Nitrous oxide may be much less abundant in the atmosphere than carbon dioxide, but as a greenhouse gas, it’s a doozy.
Nitrous oxide may be much less abundant in the atmosphere than carbon dioxide, but as a greenhouse gas, it’s a doozy. With a potency 300 times greater than CO2, nitrous oxide’s warming potential, especially via agriculture, demands attention.
University of Illinois and University of Minnesota researchers are answering the call. In a new study, they document an overlooked but crucial timeframe for nitrous oxide (N2O) emissions in U.S. Midwest agricultural systems: the non-growing season.
“Nitrous oxide emissions from agricultural soils have mostly been studied during the growing season.
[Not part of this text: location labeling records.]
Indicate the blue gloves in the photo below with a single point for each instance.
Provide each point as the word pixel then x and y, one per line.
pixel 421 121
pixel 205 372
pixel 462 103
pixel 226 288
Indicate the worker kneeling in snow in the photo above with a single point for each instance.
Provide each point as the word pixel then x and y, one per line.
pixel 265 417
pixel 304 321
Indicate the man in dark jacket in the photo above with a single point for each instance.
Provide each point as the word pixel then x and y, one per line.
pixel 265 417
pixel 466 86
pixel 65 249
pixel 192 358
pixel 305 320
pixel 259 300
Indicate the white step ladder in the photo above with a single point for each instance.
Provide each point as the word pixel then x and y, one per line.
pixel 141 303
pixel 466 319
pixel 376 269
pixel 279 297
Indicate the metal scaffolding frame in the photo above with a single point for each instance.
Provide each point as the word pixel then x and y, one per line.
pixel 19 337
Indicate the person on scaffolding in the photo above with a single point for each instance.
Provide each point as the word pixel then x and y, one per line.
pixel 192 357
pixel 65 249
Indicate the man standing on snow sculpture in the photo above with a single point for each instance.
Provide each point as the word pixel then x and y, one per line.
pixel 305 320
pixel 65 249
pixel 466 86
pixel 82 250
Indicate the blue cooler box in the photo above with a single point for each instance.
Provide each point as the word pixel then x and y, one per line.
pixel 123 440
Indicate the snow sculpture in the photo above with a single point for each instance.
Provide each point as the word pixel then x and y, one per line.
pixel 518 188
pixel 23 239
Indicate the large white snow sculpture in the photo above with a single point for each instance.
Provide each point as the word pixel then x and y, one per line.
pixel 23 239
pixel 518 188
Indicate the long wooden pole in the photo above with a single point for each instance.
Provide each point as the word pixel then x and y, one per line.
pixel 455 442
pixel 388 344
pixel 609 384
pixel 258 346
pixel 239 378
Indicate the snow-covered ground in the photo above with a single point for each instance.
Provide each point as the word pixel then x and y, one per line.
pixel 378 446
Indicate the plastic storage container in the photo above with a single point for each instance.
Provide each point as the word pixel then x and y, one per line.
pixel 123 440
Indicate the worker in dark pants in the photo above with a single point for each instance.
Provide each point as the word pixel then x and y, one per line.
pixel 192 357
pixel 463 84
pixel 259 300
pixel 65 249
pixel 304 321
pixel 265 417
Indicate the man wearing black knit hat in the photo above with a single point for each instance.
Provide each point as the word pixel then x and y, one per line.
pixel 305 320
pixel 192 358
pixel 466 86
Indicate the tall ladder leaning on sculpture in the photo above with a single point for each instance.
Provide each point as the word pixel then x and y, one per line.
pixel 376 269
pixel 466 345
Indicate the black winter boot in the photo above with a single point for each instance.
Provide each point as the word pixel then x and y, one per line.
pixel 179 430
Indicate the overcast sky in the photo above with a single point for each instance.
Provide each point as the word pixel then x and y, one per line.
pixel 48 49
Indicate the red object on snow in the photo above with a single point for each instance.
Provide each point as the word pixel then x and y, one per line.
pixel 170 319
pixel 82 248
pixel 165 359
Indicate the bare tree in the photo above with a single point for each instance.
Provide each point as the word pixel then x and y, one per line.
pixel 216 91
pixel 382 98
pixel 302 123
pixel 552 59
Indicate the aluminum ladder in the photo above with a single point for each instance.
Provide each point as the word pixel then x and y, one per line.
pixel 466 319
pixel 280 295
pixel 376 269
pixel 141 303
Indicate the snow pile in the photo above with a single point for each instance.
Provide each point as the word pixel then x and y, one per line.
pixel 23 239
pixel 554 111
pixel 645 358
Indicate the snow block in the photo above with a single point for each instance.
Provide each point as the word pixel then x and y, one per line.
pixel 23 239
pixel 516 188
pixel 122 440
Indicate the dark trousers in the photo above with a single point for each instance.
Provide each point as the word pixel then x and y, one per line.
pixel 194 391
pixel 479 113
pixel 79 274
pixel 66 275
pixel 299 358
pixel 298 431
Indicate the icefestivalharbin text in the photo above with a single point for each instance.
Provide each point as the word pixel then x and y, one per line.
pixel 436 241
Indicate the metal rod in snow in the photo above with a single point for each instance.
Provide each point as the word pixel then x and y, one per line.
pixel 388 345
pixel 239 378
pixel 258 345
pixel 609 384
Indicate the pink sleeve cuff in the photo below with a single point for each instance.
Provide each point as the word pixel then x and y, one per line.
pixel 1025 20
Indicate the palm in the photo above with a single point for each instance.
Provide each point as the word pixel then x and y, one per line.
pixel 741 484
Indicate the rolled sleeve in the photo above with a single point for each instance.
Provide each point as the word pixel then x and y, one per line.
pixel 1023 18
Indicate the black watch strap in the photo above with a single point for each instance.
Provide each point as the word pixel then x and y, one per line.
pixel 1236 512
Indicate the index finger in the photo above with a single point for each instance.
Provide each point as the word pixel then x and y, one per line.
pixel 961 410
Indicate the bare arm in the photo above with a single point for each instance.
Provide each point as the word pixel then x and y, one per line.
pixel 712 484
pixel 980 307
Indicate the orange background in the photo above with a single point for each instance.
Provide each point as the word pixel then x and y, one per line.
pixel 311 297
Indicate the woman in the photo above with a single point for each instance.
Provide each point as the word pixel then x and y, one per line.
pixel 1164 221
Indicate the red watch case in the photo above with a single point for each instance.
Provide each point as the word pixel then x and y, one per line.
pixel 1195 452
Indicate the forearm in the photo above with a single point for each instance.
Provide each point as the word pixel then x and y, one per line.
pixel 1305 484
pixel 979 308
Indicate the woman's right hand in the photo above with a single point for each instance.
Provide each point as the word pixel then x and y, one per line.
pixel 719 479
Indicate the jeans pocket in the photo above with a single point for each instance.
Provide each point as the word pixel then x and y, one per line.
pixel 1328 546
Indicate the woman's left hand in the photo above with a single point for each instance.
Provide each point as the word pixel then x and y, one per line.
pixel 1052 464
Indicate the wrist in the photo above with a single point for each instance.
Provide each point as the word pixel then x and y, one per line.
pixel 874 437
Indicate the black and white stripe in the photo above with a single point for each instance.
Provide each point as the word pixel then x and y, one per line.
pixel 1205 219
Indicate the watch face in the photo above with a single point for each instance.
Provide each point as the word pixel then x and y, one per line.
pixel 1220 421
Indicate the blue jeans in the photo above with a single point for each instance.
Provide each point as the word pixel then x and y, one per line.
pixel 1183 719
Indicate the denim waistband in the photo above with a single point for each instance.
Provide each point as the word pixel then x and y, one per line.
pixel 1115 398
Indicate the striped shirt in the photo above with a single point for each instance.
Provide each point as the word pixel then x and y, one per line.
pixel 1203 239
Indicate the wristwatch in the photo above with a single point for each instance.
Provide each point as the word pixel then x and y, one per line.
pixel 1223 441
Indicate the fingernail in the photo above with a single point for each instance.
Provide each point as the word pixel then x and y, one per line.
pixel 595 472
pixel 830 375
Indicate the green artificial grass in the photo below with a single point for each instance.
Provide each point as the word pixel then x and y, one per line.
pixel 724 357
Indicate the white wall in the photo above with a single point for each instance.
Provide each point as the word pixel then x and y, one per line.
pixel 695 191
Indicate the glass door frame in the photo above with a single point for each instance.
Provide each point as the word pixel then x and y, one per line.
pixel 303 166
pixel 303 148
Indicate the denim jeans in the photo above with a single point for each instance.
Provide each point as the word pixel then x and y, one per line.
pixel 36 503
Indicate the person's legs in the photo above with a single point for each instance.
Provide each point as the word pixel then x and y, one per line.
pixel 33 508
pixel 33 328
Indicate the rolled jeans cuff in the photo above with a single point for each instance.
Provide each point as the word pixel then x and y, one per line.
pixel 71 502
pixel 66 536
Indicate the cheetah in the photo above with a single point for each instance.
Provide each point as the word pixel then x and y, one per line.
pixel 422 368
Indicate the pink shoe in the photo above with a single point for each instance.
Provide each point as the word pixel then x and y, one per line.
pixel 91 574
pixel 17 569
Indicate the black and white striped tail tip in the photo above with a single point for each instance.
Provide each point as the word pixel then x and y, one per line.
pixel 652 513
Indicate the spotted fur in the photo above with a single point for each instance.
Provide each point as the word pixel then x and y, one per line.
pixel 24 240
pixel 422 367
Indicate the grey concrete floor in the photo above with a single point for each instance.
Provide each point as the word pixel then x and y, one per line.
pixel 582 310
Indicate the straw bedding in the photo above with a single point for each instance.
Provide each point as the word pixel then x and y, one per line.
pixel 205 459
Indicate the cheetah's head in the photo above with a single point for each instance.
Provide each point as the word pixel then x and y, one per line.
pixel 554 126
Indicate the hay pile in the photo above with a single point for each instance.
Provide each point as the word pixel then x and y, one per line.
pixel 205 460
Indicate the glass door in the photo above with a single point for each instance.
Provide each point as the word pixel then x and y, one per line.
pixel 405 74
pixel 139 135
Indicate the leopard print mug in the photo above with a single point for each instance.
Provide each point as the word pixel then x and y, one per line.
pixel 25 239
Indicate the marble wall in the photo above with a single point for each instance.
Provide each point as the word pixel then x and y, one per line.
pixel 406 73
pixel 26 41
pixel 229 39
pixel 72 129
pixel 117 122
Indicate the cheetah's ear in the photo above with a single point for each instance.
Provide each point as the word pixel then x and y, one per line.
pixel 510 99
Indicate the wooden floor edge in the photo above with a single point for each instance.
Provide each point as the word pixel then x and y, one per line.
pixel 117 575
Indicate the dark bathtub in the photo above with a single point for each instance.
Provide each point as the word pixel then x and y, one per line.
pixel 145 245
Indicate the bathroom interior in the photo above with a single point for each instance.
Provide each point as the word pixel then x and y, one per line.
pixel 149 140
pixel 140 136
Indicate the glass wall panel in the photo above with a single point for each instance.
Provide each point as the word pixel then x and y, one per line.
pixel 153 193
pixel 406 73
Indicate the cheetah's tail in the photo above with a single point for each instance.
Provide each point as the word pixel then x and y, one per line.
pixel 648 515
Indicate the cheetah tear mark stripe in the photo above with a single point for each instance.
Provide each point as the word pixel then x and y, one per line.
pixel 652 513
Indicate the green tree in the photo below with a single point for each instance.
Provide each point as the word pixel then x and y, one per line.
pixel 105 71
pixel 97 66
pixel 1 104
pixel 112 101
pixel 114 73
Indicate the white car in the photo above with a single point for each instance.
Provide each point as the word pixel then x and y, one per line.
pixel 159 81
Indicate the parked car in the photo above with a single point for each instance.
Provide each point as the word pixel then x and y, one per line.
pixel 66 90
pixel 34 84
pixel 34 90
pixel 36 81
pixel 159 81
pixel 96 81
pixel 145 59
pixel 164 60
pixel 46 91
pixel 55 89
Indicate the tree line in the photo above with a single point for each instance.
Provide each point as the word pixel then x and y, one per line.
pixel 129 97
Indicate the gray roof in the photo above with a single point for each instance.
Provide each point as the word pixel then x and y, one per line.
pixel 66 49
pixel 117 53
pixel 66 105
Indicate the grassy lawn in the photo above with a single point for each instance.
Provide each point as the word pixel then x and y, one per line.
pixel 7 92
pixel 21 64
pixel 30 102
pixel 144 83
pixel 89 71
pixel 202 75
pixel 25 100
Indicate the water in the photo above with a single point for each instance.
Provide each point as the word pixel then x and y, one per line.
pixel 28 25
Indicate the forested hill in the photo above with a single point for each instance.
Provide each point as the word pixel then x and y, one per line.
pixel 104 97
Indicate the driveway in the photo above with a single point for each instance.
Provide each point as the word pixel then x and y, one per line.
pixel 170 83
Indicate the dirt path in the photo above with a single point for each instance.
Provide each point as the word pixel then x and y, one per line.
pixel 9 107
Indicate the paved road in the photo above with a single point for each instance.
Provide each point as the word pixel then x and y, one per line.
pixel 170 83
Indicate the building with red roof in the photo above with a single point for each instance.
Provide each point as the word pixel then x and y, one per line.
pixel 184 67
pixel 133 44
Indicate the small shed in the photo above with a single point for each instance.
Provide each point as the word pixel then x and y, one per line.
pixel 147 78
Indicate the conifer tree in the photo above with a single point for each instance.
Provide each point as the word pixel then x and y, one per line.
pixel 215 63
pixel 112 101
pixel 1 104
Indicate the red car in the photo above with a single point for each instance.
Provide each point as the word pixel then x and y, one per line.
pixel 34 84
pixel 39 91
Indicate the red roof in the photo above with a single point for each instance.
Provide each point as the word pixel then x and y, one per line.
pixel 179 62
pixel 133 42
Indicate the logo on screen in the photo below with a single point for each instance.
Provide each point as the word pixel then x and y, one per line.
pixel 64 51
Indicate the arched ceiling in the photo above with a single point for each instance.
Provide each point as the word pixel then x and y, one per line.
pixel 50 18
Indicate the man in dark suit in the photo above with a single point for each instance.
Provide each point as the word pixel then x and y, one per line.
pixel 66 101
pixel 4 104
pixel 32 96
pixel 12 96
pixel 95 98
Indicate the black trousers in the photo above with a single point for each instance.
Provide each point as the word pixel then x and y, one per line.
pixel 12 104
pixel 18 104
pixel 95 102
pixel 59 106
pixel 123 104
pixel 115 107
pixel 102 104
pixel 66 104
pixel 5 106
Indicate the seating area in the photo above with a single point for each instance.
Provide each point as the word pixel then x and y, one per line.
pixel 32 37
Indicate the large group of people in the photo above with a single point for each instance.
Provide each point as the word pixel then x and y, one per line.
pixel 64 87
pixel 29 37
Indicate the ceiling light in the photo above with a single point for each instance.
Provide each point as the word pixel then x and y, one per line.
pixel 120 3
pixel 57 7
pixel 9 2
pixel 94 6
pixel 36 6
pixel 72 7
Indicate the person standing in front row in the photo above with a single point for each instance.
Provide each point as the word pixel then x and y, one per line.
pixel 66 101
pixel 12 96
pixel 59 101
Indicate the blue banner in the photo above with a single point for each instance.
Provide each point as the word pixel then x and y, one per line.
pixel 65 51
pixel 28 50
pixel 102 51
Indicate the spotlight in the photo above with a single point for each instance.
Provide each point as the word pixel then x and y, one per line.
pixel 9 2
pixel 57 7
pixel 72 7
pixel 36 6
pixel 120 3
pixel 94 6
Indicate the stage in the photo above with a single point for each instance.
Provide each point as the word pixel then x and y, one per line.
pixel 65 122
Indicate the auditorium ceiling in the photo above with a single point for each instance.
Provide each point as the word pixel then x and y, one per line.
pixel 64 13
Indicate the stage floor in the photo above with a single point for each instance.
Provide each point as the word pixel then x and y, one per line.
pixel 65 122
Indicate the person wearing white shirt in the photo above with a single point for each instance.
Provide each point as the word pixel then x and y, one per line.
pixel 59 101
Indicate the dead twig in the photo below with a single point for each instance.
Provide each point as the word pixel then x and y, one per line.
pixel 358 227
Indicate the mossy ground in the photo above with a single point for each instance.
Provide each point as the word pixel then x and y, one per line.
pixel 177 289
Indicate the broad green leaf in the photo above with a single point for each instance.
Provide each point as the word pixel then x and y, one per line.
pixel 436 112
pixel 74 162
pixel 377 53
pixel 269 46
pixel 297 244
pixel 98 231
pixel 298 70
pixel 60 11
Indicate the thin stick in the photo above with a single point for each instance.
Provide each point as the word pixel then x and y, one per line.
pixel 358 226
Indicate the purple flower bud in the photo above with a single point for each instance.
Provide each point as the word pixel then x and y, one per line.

Previous research shows non-growing season N2O emissions can contribute up to 70–90% of annual emissions in some years, but it’s not clear how accurate that range is for the Midwest or what processes and management practices contribute to those emissions in the fall and winter,” says Yufeng Yang, the study’s lead author and doctoral student at U of M.
Yang and his co-authors used a computer simulation model known as ecosys to determine the hotspots and ‘hot moments’ for N2O emissions across the Midwest. Specifically, they teased out the climate and environmental factors contributing to N2O emissions on a county-by-county basis during non-growing seasons between 2001 and 2020. They also looked at the effects of fertilizer application timing and nitrification inhibitors.